Slide 3:
In this example, we use much more retiming resources than what is found
in common designs. Still, this is what it takes to get efficient design.
Slide 4:
This is the common retiming structure for image processing computations,
where a local operation is performed in a small region of the image.
By serializing operations on the image, we can reuse the same compute element
for all operations. There are two types of retiming elements. Those that
keep values that we may need to look at on every cycle (red registers) and
are usually the results of previous operations, and those that hold results
that we do not need to examine that often (grey-yellow FIFOs) and are used
for retiming of the scan-lines.
Slide 5:
For systolic computations, we need to stagger inputs in order to achieve
correctness. Therefore, we need retiming resources. One thing to notice is
that if we perform multiple computations in the row (in this case
multiple matrix multiplications), retiming registers just set up the initial
input skew which does not have to change at any point in the future.
Slide 6:
For echo cancellation we need to hold the value computed for time
equal to a round-trip delay before performing the subtraction.
Slide 7:
In the initial layout, the logic depth is one (e.g. all pixels calculated at
once). Each following layout comes
from the one before by halving the amount of computing elements we
devote to the computation. On every such step, we must add a retiming
register (the red one) that hold inputs to the first "half-computation"
in order to use it with the second one. By serializing operations we go to
deeper retiming structures. An interesting thing is that with every cut
we reduce the requirements in computing elements to half, but the amount
of retiming resources needed stays the same.
Slide 8:
Retiming provides temporal interconnect, since it make a result available to
the same point sometime later.
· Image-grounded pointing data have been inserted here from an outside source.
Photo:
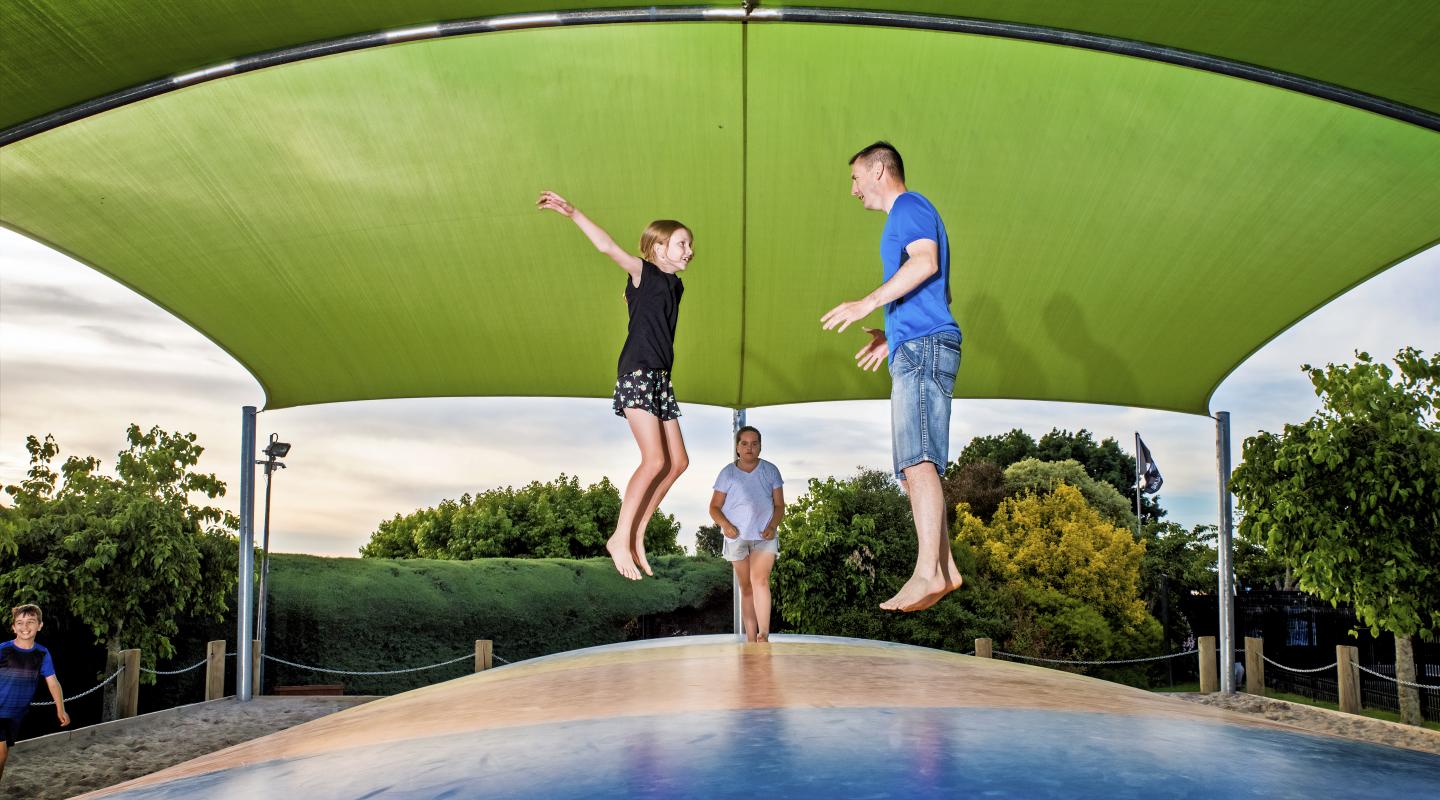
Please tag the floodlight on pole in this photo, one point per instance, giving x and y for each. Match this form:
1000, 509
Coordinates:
274, 451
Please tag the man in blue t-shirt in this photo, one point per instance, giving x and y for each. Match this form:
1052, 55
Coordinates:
23, 664
923, 346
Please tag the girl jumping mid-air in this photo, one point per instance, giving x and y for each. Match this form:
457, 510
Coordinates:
642, 390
A wire provides spatial interconnect.
Slide 9:
By bandwidth we mean the length of time.
When we know exactly when the data must be available to some point (how many
clock cycles), latency is not an issue. In this case, bandwidth is
the main concern.
Slide 10:
A single LUT implementation of a flip-flop is also possible if sufficient
delay between inputs-outputs is available.
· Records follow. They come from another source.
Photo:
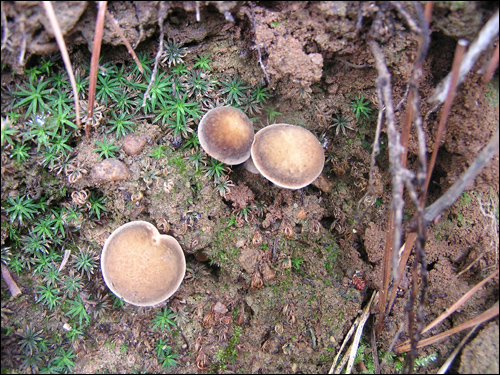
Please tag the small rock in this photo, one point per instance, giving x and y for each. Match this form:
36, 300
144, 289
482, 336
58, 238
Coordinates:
268, 273
133, 144
110, 170
323, 184
220, 308
247, 259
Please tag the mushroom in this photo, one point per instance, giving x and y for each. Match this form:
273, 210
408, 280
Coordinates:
140, 265
289, 156
226, 134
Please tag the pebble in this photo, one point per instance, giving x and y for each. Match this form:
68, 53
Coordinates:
220, 308
110, 170
133, 144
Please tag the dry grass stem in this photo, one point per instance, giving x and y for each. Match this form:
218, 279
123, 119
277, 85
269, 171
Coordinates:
65, 56
67, 253
358, 325
456, 190
446, 365
11, 284
458, 304
485, 316
94, 63
450, 95
491, 66
161, 18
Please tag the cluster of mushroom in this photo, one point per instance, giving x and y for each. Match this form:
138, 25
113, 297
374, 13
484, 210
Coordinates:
289, 156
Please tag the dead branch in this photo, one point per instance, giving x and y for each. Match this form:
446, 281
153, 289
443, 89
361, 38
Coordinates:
456, 190
484, 39
485, 316
395, 149
124, 39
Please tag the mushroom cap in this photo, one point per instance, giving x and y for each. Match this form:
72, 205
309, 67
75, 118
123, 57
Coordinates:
289, 156
140, 265
226, 134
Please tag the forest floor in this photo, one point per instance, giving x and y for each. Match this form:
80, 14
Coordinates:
273, 275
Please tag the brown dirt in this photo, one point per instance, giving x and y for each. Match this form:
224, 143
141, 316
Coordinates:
293, 317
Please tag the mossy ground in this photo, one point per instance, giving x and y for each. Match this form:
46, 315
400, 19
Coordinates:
276, 293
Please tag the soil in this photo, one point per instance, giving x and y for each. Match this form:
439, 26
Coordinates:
277, 294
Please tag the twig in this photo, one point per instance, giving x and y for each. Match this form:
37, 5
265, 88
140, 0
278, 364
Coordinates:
485, 316
491, 66
94, 62
376, 364
459, 303
64, 53
11, 284
353, 348
485, 37
395, 149
456, 190
257, 44
444, 368
161, 18
67, 253
450, 95
5, 29
23, 41
124, 39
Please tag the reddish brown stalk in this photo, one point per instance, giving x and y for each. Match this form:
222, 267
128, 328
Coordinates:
124, 39
417, 72
11, 284
455, 69
491, 66
485, 316
94, 63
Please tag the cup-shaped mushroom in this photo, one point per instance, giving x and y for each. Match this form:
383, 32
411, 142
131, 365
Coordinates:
289, 156
226, 134
141, 265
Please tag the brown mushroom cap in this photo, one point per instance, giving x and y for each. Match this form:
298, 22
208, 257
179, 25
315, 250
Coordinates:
289, 156
226, 134
140, 265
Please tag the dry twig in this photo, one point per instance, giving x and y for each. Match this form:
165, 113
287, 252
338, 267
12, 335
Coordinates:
487, 34
94, 63
64, 53
124, 39
11, 284
161, 18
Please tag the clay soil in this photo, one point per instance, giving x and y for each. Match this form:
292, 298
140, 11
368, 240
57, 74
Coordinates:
277, 293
It is clear that such an implementation of retiming resources is not
area efficient. Still, you may be able to fold some more functions to
these LUTs through the unused inputs.
Slide 11:
In this case, the area penalty for adding the optional flip-flop at the
outputs is almost 2%, which is very small (can be ignored).
Slide 12:
The problem in this case is that we also have to provide the interconnect
resources for the flip-flop. These significantly increase the area
penalty (~1/4 of LUT area).
Slide 13:
Xilinx allows you to use the CLB 4-LUT memories like a register file for
retiming purposes, performing 1 read and 1 write per clock cycle. So the
bandwidth is 1 bit-in and 1 bit-out/cycle. The area penalty is kind of
misleading because it does not account for the counters that need to be
implemented to use the array this way. One or two 4-bit counters are
necessary.
In older generations of Xilinx CLBs, this was not possible
since write was asynchronous, which made things much more difficult.
Slide 14:
In the first scheme, we can select the retiming delay but only one of the
delayed versions of the output is becomes available.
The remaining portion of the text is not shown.